Have the Democrats Won an Election On Their Own Terms Since 1964?
Photo by Yoichi Okamoto, Public domain, via Wikimedia CommonsThe modern Democratic Party was birthed in the wake of Lyndon B. Johnson’s failure in Vietnam. LBJ was an expert machine politician, and through his time in Texas and into the national picture, he proved that he knew how to get his hands dirty and organize a political party and take power. Like Joe Biden, his domestic accomplishments were eventually overshadowed by his foreign policy calamity, and after he stepped down in 1968, the Democratic Party changed dramatically and got more conservative.
While looking back at the last half-century-plus of Democratic politics in the wake of Trump’s victory, a question popped into my head: have the Democrats won an election on their terms since LBJ?
On their terms would be defined as getting a candidate they had planned for, and running the kind of campaign their sprawling consultant class wants to. I would argue that one election since 1964 has gone according to the Democratic Party’s plan, and every election they have won since came because of an outsider reshaping the party in their own image and/or forces outside of their control.
LBJ’s disaster in Vietnam helped deliver future criminal Richard Nixon to the presidency in 1968, and he won reelection in a landslide over George McGovern in 1972. As you may know, Nixon did not finish out his presidency thanks to Watergate, and he left his Vice President Gerald Ford with an uphill battle against Jimmy Carter in 1976. It was still close enough that it’s not unreasonable to assert that Nixon’s crimes were the deciding factor in that election. Carter won the popular vote by two percent and if Gerald Ford could have found 11,117 more votes in Ohio, he would have won. In close elections, you can point to pretty much any factor as the deciding one, but given the dramatic impact Watergate had on the public’s consciousness and trust in government, it clearly was one of the main assets the Democrats had in that election.
This notion is backed up by Ronald Reagan’s wipeout of Carter in 1980, where the incumbent president was taken out with the help of high inflation in a landslide. The Democrats did worse against a more powerful version of Reagan in 1984, and didn’t do a whole lot better in 1988 when his CIA handler Vice President George H. W. Bush beat Michael Dukakis in a rout.

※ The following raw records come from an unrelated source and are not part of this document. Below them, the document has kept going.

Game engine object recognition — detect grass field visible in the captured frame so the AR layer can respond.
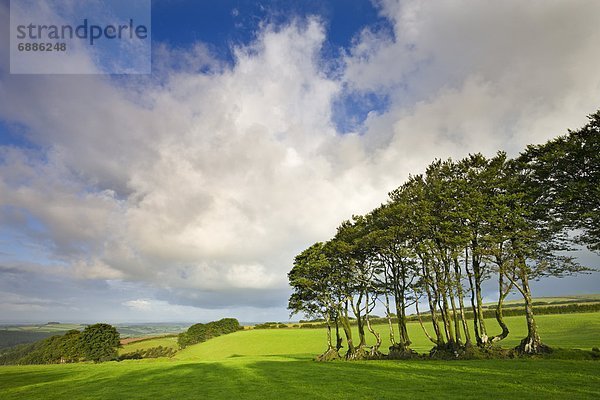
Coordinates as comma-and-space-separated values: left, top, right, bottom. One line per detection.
0, 313, 600, 400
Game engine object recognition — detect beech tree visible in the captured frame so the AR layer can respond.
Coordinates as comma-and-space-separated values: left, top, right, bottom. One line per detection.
290, 111, 600, 359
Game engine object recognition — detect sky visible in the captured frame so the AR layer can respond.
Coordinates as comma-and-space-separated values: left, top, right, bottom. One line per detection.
0, 0, 600, 323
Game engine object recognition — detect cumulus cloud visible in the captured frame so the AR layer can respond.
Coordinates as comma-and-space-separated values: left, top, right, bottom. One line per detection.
0, 1, 600, 320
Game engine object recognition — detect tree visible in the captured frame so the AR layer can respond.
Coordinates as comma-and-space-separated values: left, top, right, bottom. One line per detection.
518, 110, 600, 252
288, 242, 341, 360
80, 324, 120, 362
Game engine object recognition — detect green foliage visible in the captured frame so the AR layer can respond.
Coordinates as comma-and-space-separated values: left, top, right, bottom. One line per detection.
0, 330, 64, 350
119, 346, 177, 361
518, 110, 600, 251
177, 318, 241, 349
81, 324, 120, 362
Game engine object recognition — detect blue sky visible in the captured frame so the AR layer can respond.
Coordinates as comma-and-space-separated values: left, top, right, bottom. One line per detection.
0, 0, 600, 322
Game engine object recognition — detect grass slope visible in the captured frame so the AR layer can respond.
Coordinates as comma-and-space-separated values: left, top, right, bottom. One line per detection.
0, 313, 600, 400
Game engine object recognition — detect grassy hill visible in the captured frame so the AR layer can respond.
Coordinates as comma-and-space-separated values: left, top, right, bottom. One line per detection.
0, 313, 600, 400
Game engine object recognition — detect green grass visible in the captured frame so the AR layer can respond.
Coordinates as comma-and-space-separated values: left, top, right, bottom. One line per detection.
0, 313, 600, 400
119, 336, 179, 354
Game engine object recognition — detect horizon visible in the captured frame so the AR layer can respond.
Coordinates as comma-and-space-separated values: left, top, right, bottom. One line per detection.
0, 0, 600, 324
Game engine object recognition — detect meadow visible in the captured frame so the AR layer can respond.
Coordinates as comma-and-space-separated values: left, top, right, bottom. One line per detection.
0, 313, 600, 400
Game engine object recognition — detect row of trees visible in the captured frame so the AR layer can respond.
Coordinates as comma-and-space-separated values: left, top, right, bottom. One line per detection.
0, 324, 120, 365
177, 318, 243, 349
288, 111, 600, 359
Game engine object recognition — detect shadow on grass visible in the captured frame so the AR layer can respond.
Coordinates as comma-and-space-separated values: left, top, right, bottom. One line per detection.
0, 356, 600, 400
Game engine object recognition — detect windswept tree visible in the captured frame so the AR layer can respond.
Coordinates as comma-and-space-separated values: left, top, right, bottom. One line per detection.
288, 242, 340, 360
290, 111, 600, 359
518, 110, 600, 252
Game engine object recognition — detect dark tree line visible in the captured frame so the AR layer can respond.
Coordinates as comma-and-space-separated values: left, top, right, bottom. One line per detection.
0, 324, 120, 365
288, 111, 600, 359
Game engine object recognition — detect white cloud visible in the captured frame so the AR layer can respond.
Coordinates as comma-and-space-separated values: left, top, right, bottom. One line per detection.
123, 299, 152, 311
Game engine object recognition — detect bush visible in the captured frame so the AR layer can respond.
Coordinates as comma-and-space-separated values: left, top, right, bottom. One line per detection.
177, 318, 242, 349
81, 324, 120, 362
119, 346, 177, 361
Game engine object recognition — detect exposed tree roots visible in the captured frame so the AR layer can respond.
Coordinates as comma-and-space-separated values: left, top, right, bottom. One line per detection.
315, 348, 341, 361
514, 337, 552, 355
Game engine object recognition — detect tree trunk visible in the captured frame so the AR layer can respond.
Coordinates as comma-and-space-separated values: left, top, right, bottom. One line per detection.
490, 271, 513, 343
516, 266, 552, 354
465, 249, 481, 345
316, 313, 340, 361
415, 293, 438, 345
454, 258, 471, 346
473, 256, 488, 346
335, 315, 344, 351
385, 288, 399, 347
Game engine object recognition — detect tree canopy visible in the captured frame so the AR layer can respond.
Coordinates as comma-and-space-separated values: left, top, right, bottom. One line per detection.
288, 111, 600, 359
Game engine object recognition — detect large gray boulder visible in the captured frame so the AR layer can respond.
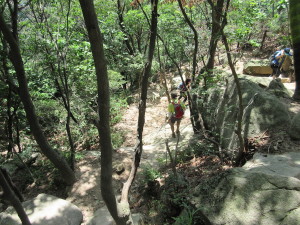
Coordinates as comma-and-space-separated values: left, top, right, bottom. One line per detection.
190, 168, 300, 225
197, 77, 291, 155
243, 59, 272, 76
0, 194, 83, 225
289, 113, 300, 140
243, 152, 300, 179
87, 206, 144, 225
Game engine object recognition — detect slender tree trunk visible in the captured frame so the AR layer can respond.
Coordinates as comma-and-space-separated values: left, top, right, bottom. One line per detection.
177, 0, 199, 81
0, 168, 31, 225
289, 0, 300, 101
0, 13, 75, 185
206, 0, 224, 73
79, 0, 130, 225
259, 30, 268, 50
222, 30, 245, 165
117, 0, 134, 55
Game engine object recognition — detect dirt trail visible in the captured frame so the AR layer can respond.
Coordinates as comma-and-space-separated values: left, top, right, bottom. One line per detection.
67, 75, 298, 225
67, 87, 193, 225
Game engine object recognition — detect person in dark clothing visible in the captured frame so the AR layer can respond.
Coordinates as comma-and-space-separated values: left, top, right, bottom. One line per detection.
271, 48, 292, 79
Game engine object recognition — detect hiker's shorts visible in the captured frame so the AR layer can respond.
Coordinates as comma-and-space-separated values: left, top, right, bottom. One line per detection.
170, 116, 182, 123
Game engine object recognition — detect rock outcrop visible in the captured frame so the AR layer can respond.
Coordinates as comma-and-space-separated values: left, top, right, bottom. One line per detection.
0, 194, 82, 225
191, 168, 300, 225
197, 74, 291, 156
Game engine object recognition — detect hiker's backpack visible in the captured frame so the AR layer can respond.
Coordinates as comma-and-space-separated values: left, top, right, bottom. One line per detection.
269, 51, 280, 63
178, 83, 186, 91
173, 102, 184, 119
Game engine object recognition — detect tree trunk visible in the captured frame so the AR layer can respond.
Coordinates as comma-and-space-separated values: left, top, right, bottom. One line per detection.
222, 30, 245, 165
121, 0, 158, 202
0, 13, 75, 185
79, 0, 130, 225
117, 0, 134, 55
0, 168, 31, 225
206, 0, 224, 73
259, 30, 268, 51
289, 0, 300, 101
177, 0, 199, 81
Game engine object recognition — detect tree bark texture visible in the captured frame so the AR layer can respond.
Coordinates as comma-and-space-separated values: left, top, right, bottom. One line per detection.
289, 0, 300, 101
0, 168, 31, 225
177, 0, 199, 81
0, 13, 75, 185
206, 0, 224, 73
79, 0, 130, 225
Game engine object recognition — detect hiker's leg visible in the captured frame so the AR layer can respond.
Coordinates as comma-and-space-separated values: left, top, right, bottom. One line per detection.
169, 118, 175, 137
176, 119, 181, 134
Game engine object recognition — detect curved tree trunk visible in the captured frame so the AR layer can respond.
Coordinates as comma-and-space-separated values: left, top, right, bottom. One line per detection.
289, 0, 300, 101
79, 0, 130, 225
177, 0, 199, 81
206, 0, 224, 73
0, 168, 31, 225
0, 13, 75, 185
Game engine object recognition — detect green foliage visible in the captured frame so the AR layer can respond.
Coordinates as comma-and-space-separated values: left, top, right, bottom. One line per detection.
143, 166, 162, 183
173, 203, 199, 225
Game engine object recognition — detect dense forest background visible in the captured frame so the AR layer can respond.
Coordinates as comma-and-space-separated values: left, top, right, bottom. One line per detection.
0, 0, 292, 224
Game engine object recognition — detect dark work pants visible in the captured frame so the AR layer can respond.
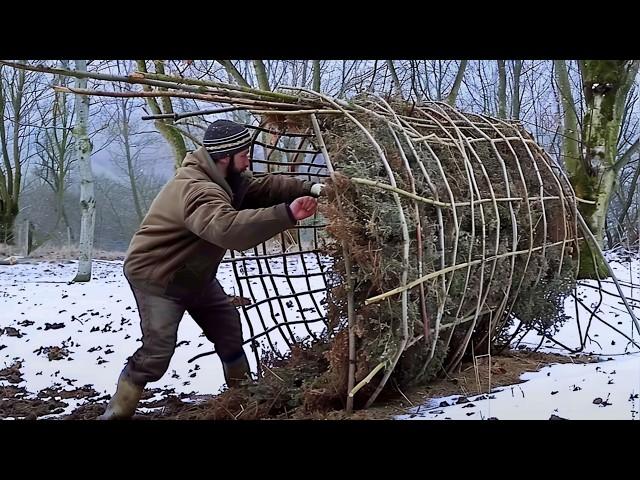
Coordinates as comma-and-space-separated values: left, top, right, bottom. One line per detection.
122, 278, 244, 386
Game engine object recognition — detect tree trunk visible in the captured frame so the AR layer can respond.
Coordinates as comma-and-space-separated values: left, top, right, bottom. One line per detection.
498, 60, 507, 118
567, 60, 639, 278
73, 60, 96, 282
511, 60, 522, 120
387, 60, 403, 99
311, 60, 320, 92
447, 60, 469, 107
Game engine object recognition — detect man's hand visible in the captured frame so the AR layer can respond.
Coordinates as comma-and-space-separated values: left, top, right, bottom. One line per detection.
309, 183, 327, 198
289, 197, 318, 220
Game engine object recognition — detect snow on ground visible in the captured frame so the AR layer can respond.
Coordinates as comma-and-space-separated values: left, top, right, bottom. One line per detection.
0, 249, 640, 420
0, 254, 324, 413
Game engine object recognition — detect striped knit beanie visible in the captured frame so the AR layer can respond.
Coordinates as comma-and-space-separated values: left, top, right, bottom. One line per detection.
202, 120, 251, 160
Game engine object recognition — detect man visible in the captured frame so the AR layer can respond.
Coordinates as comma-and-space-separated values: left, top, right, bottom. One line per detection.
100, 120, 322, 419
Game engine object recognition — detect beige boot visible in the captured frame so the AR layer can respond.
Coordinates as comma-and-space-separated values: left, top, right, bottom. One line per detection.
98, 376, 144, 420
222, 353, 251, 388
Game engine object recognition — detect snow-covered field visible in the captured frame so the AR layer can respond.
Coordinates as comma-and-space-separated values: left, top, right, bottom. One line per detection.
0, 255, 324, 418
0, 249, 640, 420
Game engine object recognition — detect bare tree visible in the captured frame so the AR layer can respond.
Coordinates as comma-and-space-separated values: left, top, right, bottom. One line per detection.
0, 61, 45, 244
73, 60, 96, 282
555, 60, 640, 277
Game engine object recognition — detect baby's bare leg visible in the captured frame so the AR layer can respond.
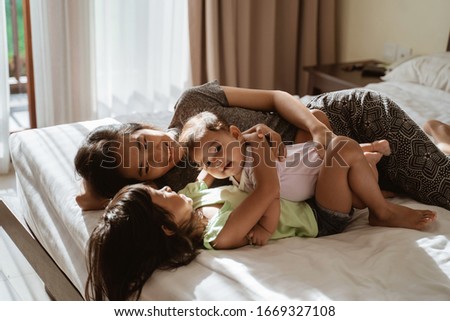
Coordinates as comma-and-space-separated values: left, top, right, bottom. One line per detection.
359, 139, 391, 156
423, 120, 450, 155
316, 137, 436, 230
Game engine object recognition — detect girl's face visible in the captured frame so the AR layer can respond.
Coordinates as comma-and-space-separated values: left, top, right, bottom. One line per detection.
118, 129, 183, 181
192, 126, 244, 179
148, 186, 194, 226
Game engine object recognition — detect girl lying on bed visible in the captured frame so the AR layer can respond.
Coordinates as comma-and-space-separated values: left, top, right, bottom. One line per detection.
75, 82, 450, 209
180, 112, 434, 245
86, 118, 435, 300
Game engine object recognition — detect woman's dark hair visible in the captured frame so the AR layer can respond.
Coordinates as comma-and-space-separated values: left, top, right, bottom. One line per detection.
85, 184, 203, 300
74, 123, 155, 198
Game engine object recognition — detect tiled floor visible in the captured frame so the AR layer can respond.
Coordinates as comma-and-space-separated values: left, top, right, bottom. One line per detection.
0, 166, 50, 301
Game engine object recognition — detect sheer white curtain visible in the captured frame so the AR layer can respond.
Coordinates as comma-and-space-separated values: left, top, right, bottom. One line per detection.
95, 0, 191, 121
30, 0, 190, 127
30, 0, 95, 127
0, 1, 9, 174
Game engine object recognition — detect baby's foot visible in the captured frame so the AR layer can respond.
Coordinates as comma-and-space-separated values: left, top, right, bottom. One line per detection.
372, 139, 391, 156
369, 203, 436, 230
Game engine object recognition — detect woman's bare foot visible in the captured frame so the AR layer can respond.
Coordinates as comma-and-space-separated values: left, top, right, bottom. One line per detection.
369, 202, 436, 230
423, 119, 450, 155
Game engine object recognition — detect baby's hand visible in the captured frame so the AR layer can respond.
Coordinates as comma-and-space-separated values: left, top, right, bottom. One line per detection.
242, 124, 286, 161
247, 224, 271, 246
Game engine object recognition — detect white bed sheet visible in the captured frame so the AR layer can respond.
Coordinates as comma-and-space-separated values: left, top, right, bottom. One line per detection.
11, 83, 450, 300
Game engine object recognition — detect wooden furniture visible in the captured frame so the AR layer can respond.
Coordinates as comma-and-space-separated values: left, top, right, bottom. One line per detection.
0, 200, 83, 301
304, 60, 382, 95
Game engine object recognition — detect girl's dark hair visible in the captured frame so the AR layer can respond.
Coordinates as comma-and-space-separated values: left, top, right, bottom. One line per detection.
85, 184, 203, 300
74, 123, 155, 198
179, 111, 230, 153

This led to the realignment of 1992, and as I detailed before, this is where the myth at the base of the 21st century Democratic Party begins. That said, Clinton deserves more credit than the Democrats do for his ascension, as he is one of the aforementioned outsiders who dragged the party along with their success. Clinton was not in the mix at all to start the Democratic primary, as evidenced by this November 1991 SNL skit titled, “the race to avoid being the guy who loses to Bush” where there were five candidates in the skit and Clinton was not one of them.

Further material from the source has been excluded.